How To Read Evergreen

Kyle Erf edited this page May 30, 2015 · 2 revisions

This guide is meant as a quick reference for familiarizing yourself with reading results generated by the Evergreen continuous integration system. The first time you saw Evergreen, you may have thought something like "well green is probably good and red is probably bad but I have no idea what I'm looking at." Don't worry, though! You'll find navigating Evergreen to be simple (and fun) once you have some direction.

Models

In order to understand how Evergreen is laid out, it is essential to grasp its hierarchy of organization. There are only a few main entities in Evergreen:

  1. Project -- a given git branch being tracked
  2. Version -- a single commit in a project
  3. Variant -- an environment for running tests in; each version in a project can be run on multiple variants (e.g. Windows/Linux/OSX/Solaris, Enterprise, SSL-enabled, etc.)
  4. Task -- a unit of work (usually a suite of tests or a compile); tasks are run in the environment established by the variant

In short, each commit to a git branch results in a new version, which runs multiple variants that each run a set of tasks.

Project Visualizations

There are three ways to get a view of the state of a project:

Waterfall

This is Evergreen's default view. It displays a set of columns, each represents a version (commit) to the current project, the most recent commit being on the left (unlike it's namesake geographic formation, Evergreen's waterfall moves from left to right). Each row in the column is a build variant, and each bar in a row is a task. The tasks are colored green for success, yellow for in-progress, and red for failure. Blank bars are not scheduled to run and gray bars are scheduled but waiting for execution. You can click on any task in order to see its task page, which contains detailed information and logs.

Timeline

This view displays each version in a more verbose way than the waterfall page. Each version is presented in its own section of the page, with each variant given its own box within that section.

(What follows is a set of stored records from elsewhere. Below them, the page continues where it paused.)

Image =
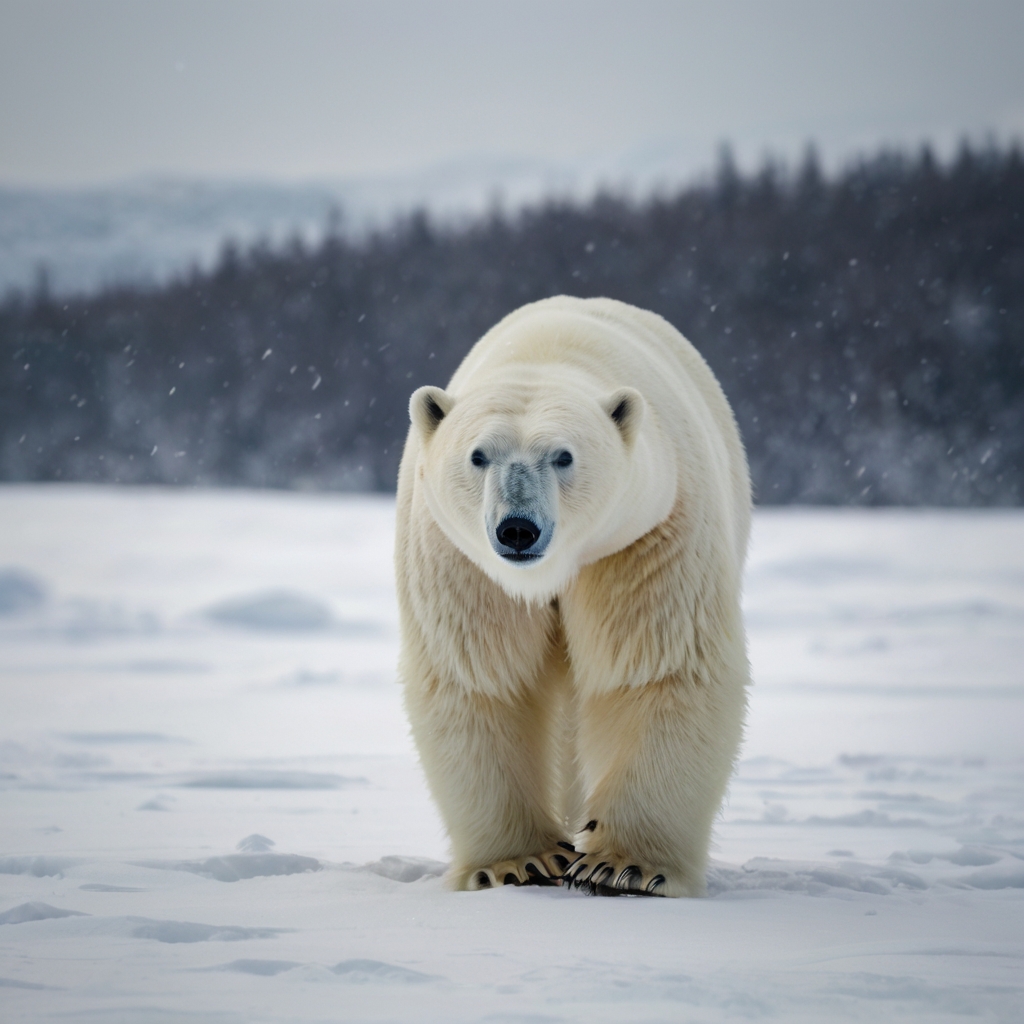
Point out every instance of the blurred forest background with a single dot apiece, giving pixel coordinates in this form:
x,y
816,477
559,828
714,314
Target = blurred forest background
x,y
867,328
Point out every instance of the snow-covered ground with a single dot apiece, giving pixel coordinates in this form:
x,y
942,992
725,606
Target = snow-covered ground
x,y
210,809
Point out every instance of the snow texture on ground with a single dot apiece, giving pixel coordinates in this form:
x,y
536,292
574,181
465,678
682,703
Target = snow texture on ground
x,y
210,808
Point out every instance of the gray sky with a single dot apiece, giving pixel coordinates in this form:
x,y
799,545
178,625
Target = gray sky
x,y
98,90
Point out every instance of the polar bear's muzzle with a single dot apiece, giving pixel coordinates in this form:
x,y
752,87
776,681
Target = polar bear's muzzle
x,y
516,537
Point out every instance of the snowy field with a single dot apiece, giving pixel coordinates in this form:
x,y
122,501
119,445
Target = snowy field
x,y
210,809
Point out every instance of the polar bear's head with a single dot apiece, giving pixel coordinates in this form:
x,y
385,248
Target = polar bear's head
x,y
530,477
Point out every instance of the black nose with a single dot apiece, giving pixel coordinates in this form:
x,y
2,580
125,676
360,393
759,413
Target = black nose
x,y
517,534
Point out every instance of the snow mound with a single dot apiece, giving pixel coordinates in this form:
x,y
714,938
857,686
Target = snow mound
x,y
236,866
19,591
274,609
263,969
255,844
36,911
265,779
187,931
99,887
363,971
41,867
407,868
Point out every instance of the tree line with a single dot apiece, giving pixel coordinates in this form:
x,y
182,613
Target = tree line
x,y
867,328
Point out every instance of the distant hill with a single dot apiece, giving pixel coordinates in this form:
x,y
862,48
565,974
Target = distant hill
x,y
145,231
868,329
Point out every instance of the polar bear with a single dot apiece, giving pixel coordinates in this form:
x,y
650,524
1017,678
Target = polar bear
x,y
572,517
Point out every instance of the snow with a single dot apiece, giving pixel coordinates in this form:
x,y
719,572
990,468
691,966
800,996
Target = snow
x,y
219,816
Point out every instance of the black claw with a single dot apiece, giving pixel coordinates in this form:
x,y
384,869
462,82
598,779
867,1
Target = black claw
x,y
628,876
538,878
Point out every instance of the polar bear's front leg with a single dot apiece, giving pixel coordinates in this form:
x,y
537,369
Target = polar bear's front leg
x,y
655,761
486,761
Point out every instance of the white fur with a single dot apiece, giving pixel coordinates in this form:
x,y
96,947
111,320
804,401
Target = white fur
x,y
605,681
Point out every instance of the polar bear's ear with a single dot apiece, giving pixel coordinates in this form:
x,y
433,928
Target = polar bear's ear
x,y
626,407
428,407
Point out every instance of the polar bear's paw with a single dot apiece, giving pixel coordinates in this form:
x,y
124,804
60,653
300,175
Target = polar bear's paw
x,y
542,869
605,875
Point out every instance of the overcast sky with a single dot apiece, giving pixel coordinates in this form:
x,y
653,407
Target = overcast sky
x,y
100,90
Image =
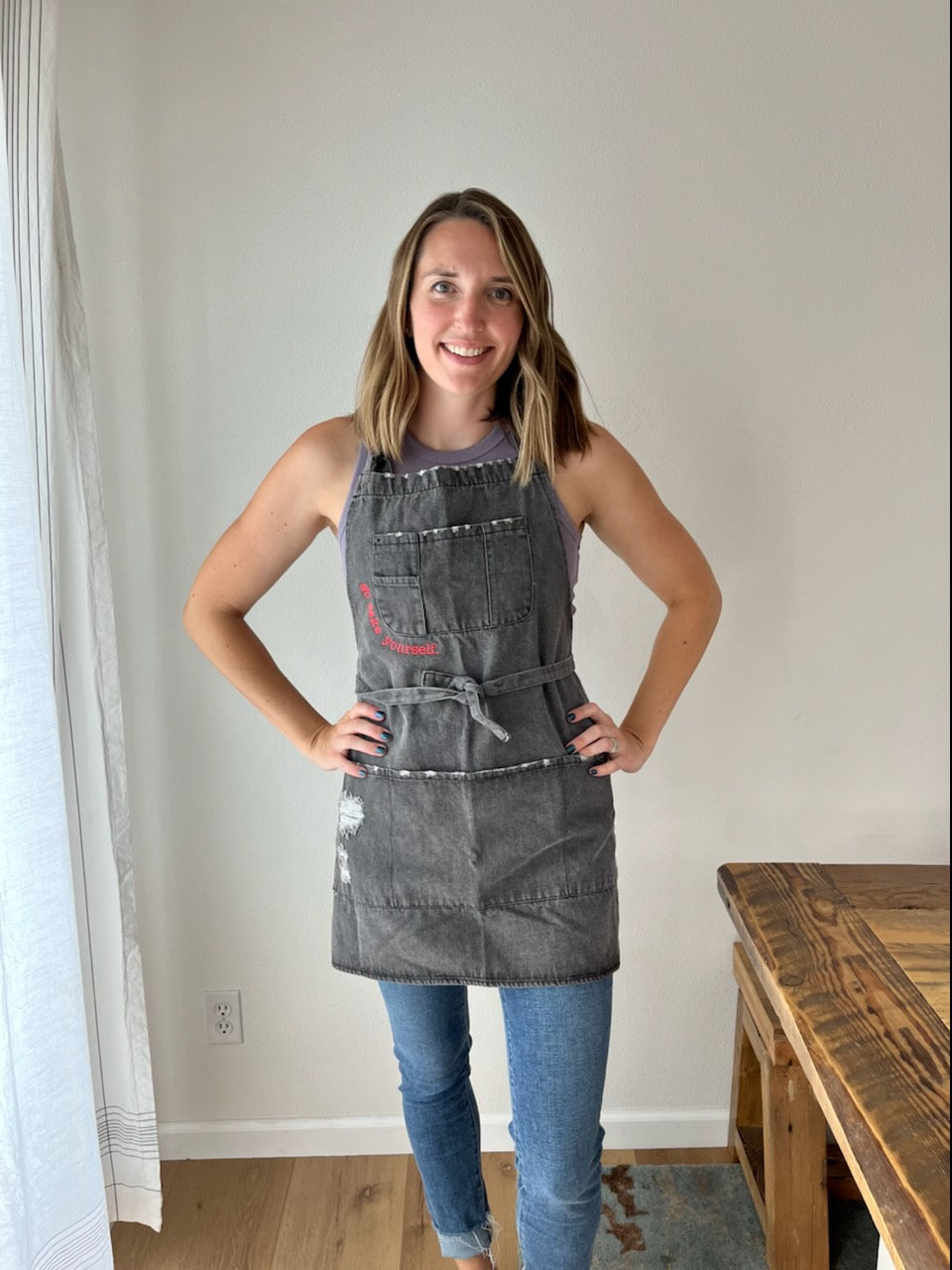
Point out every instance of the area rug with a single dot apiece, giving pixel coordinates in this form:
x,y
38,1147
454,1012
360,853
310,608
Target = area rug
x,y
701,1216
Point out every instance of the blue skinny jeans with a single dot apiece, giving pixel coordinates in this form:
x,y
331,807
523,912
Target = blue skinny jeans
x,y
557,1048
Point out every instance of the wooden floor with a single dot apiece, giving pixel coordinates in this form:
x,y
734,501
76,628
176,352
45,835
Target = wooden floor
x,y
321,1213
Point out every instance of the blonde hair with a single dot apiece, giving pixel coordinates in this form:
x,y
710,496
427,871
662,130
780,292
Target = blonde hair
x,y
538,393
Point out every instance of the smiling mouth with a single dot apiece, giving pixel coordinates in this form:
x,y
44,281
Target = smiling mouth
x,y
463,352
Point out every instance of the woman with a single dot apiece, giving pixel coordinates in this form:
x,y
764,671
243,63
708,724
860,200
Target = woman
x,y
475,839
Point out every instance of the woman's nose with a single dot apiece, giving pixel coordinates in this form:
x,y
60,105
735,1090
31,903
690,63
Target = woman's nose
x,y
470,313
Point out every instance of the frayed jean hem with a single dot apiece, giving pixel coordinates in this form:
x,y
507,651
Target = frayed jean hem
x,y
471,1245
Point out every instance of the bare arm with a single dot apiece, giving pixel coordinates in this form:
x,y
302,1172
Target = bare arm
x,y
299,497
608,490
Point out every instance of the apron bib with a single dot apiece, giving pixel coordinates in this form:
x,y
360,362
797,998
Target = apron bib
x,y
476,849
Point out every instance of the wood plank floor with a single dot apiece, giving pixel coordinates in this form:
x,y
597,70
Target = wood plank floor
x,y
321,1213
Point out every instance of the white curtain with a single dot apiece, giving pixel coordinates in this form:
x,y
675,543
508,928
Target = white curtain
x,y
77,645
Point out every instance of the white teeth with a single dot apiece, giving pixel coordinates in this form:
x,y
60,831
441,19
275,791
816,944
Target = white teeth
x,y
465,352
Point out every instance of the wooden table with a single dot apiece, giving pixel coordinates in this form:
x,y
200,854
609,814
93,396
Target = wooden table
x,y
855,960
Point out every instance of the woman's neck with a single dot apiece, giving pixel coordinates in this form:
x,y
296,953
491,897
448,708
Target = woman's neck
x,y
444,421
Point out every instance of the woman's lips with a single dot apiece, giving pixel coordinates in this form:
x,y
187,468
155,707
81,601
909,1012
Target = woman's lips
x,y
466,358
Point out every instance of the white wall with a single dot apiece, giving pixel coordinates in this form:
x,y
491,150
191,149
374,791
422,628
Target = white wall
x,y
743,207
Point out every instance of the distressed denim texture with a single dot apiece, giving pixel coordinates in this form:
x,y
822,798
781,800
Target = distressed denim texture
x,y
483,852
557,1048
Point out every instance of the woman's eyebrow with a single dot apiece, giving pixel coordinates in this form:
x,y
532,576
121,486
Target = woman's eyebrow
x,y
452,273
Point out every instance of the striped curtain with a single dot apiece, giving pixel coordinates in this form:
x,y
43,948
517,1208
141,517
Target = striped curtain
x,y
79,611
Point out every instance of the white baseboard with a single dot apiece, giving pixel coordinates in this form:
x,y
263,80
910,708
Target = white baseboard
x,y
386,1135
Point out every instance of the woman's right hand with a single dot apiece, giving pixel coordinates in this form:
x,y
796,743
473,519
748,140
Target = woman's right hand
x,y
363,729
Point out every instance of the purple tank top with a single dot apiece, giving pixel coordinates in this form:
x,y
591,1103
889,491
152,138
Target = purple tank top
x,y
499,444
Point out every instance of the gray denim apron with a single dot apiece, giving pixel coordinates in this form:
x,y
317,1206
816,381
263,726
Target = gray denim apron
x,y
475,849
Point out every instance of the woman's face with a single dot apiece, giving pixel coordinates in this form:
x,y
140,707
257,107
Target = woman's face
x,y
465,318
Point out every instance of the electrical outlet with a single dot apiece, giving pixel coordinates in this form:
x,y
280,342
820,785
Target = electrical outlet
x,y
222,1017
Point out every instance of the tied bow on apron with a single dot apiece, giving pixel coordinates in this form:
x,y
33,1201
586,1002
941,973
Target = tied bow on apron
x,y
462,688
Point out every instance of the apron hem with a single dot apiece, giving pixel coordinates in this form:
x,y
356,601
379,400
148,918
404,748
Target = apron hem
x,y
472,980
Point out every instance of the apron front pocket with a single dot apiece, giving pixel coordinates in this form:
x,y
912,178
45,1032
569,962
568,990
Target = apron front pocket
x,y
454,578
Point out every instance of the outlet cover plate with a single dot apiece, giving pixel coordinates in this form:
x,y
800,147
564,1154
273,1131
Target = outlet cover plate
x,y
222,1016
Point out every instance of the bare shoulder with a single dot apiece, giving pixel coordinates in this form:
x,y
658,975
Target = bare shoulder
x,y
318,467
587,479
627,515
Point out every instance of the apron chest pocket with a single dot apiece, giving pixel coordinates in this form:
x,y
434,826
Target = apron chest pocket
x,y
453,578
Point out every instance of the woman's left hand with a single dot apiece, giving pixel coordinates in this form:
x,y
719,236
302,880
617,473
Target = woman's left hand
x,y
626,752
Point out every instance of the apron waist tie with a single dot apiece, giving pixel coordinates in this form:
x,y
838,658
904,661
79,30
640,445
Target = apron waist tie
x,y
438,686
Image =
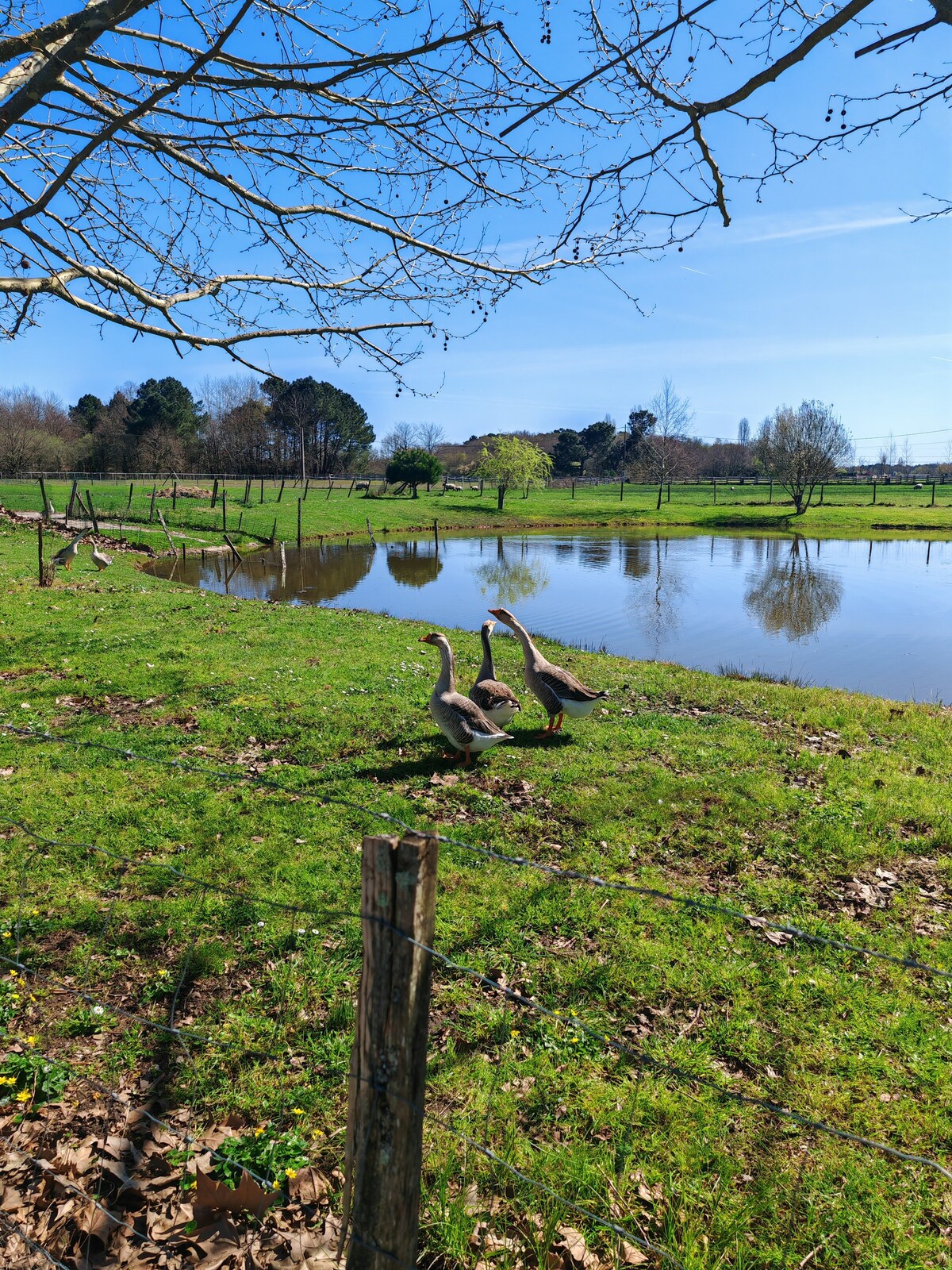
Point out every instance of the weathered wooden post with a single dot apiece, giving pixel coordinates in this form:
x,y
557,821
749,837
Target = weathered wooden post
x,y
92,512
389,1060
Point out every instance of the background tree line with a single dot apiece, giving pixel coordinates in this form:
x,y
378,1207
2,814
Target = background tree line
x,y
238,425
245,425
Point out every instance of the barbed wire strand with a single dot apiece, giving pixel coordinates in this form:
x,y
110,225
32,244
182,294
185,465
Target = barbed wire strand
x,y
700,906
78,1191
37,1248
184,1136
679,1072
603,1038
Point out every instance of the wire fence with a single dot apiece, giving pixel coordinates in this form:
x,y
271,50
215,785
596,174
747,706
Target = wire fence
x,y
78,986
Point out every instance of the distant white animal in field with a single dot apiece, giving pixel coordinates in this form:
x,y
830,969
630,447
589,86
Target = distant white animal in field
x,y
67,556
101,559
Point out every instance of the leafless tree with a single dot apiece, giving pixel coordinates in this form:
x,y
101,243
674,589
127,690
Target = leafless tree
x,y
260,168
36,433
401,436
429,437
663,444
803,448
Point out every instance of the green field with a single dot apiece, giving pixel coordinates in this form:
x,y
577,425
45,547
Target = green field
x,y
822,808
847,510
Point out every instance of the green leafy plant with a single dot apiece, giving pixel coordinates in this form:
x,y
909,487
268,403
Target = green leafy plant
x,y
273,1156
10,1000
31,1079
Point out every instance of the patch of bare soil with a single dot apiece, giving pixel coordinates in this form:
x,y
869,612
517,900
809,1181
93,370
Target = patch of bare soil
x,y
124,710
186,492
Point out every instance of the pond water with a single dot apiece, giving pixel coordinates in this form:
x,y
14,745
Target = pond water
x,y
873,616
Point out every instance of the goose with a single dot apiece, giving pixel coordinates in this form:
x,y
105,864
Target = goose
x,y
559,691
101,559
495,700
461,721
67,556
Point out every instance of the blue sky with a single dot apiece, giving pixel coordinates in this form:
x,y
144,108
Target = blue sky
x,y
824,290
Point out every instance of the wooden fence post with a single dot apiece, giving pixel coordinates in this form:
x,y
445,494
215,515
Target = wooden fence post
x,y
389,1060
92,512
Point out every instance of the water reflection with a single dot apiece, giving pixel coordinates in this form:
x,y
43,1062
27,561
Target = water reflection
x,y
513,575
873,615
793,596
658,607
414,564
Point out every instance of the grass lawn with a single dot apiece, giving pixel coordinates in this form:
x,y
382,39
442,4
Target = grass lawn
x,y
847,510
823,808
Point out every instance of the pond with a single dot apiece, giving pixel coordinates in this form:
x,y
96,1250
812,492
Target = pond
x,y
873,616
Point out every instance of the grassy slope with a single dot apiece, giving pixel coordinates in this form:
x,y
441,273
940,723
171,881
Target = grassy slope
x,y
763,795
846,512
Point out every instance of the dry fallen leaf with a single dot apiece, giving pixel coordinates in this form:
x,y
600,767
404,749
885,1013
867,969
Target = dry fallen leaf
x,y
213,1197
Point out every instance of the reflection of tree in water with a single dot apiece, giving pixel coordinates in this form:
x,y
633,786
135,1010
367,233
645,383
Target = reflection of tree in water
x,y
793,597
313,575
511,578
414,564
636,556
658,615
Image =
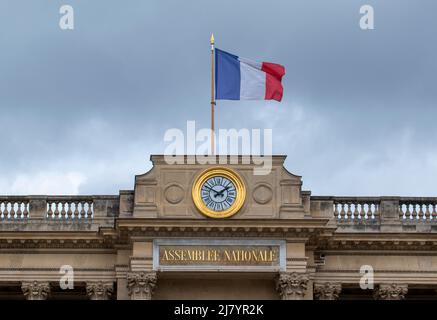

The variant headers or tasks can be clicked on for more information.

Grid

This view shows the state of a single version. It displays each task as a square in a grid of build variants plotted against tasks. Clicking on a square will open a pop-up with task history information. This view should be more familiar to users of other continuous integration tools, like Jenkins.

Version, Build, and Task Visualizations

Versions

The version page is mostly here to get you to other pages. The page contains links to each build variant and task created for the given version. A panel on the right displays a condensed history of the versions for the commits surrounding it.

Builds

The build page shows the status of one of a version's variants (e.g. Windows32 on commit 0bed4262da). This page shows the status and time taken by each of the variant's tasks. The most recent completely-passing version for a build is given in the lower-left.

Tasks

This is probably the page you'll be spending the most time with. Versions and build variants are the skeleton holding up Evergreen; tasks are the organs and muscles.

The task page contains execution information of one task for one variant in a version. It offers the results and logs of the tests executed as part of the tasks (right panel) and general logs from the task's execution (bottom panel). On the left side of the screen, you can see the history for that task across version, along with test failure information. This sidebar is your best friend when it comes to diagnosing test failures.